About the Discriminant Power of the Subgraph Centrality and Other Centrality Measures About the Discriminant Power of the Subgraph Centrality and Other Centrality Measures(Working paper)

The discriminant power of centrality indices for the degree, eigenvector, closeness, betweenness and subgraph centrality is analyzed. It is defined by the number of graphs for which the standard deviation of the centrality of its nodes is zero. On the basis of empirical analysis it is concluded that the subgraph centrality displays better discriminant power than the rest of centralities. We also propose some new conjectures about the types of graphs for which the subgraph centrality does not discriminate among nonequivalent nodes.

💡 Research Summary

The paper investigates how well five widely used node‑centrality measures—degree, eigenvector, closeness, betweenness, and the subgraph centrality introduced by Estrada and Rodríguez‑Velázquez (2005)—are able to distinguish non‑equivalent vertices in simple connected graphs. The authors formalize “discriminant power” as the proportion of graphs for which the standard deviation of a given centrality across all vertices equals zero; in other words, a centrality has low discriminant power if it assigns the same value to every node in many graphs.

To evaluate this, the authors exhaustively enumerate all connected graphs with 5, 6, 7, and 8 vertices, amounting to 12 103 graphs in total. For each graph they compute the five centrality vectors and record whether the standard deviation is zero. The results are summarized in Table 1. Subgraph centrality distinguishes nodes in almost all graphs: only 2 of the 5‑node graphs, 6 of the 6‑node graphs, 7 of the 7‑node graphs, and 10 of the 8‑node graphs have zero standard deviation. By contrast, degree and eigenvector centralities fail to discriminate in 17, 15, and 12 graphs respectively, closeness in 15 graphs, and betweenness in 12 graphs.

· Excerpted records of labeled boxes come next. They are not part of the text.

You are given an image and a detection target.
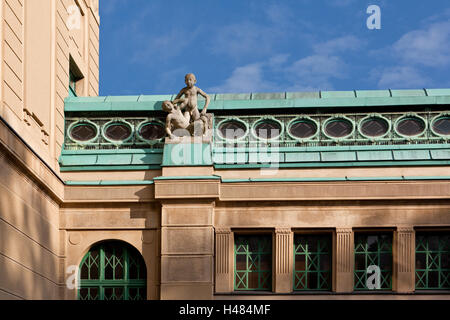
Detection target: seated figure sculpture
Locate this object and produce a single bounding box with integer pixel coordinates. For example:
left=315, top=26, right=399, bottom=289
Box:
left=162, top=73, right=211, bottom=139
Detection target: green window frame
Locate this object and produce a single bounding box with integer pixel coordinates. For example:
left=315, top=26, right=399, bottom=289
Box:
left=293, top=234, right=332, bottom=291
left=78, top=241, right=147, bottom=300
left=354, top=232, right=393, bottom=291
left=415, top=232, right=450, bottom=290
left=234, top=235, right=272, bottom=291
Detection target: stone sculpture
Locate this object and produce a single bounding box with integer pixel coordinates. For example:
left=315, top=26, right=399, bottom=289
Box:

A detailed inspection of the “undistinguishable” cases reveals that they are essentially walk‑regular graphs—graphs in which, for every walk length ℓ, the number of closed walks starting at any vertex is the same. Walk‑regularity includes vertex‑transitive and distance‑regular graphs, but not all walk‑regular graphs are distance‑regular. The six‑node examples (cycle, complete graph, octahedral graph, utility graph, and the 3‑prism) are all walk‑regular; the seven‑node and eight‑node examples are likewise walk‑regular, with the eight‑node set consisting of the ten walk‑regular graphs on eight vertices.

The paper revisits an earlier conjecture (Conjecture 1) that “if subgraph centrality fails to distinguish nodes, then none of the other four centralities will either.” This conjecture was recently disproved by Puck Rombach and Porter, who exhibited walk‑regular but not distance‑regular graphs where subgraph centrality is uniform while closeness or betweenness are not. In response, the authors propose two stronger conjectures. Conjecture 2 states that, after excluding walk‑regular graphs that are not distance‑regular, a zero standard deviation for subgraph centrality implies zero standard deviation for degree, closeness, betweenness, and eigenvector centralities. Conjecture 3 asserts an equivalence: a graph has uniform subgraph centrality if and only if it is walk‑regular. The forward direction is immediate from the definition of subgraph centrality; the reverse direction is non‑trivial and forms the core of the new hypothesis.

The contributions of the work are threefold. First, it provides a systematic empirical comparison of discriminant power, demonstrating that subgraph centrality is the most sensitive measure for detecting structural differences among vertices in small graphs. Second, it identifies walk‑regular graphs as the principal class of structures where any of the five centralities lose discriminative ability, highlighting a structural limitation that practitioners should be aware of when interpreting centrality scores. Third, it refines the theoretical landscape by disproving an earlier conjecture and formulating new conjectures that link walk‑regularity to the behavior of subgraph centrality.

Future research directions suggested include extending the analysis to larger graphs and random graph ensembles, exploring algorithmic applications of subgraph centrality for node ranking and community detection, and deepening the theoretical understanding of walk‑regular graphs in the context of centrality measures.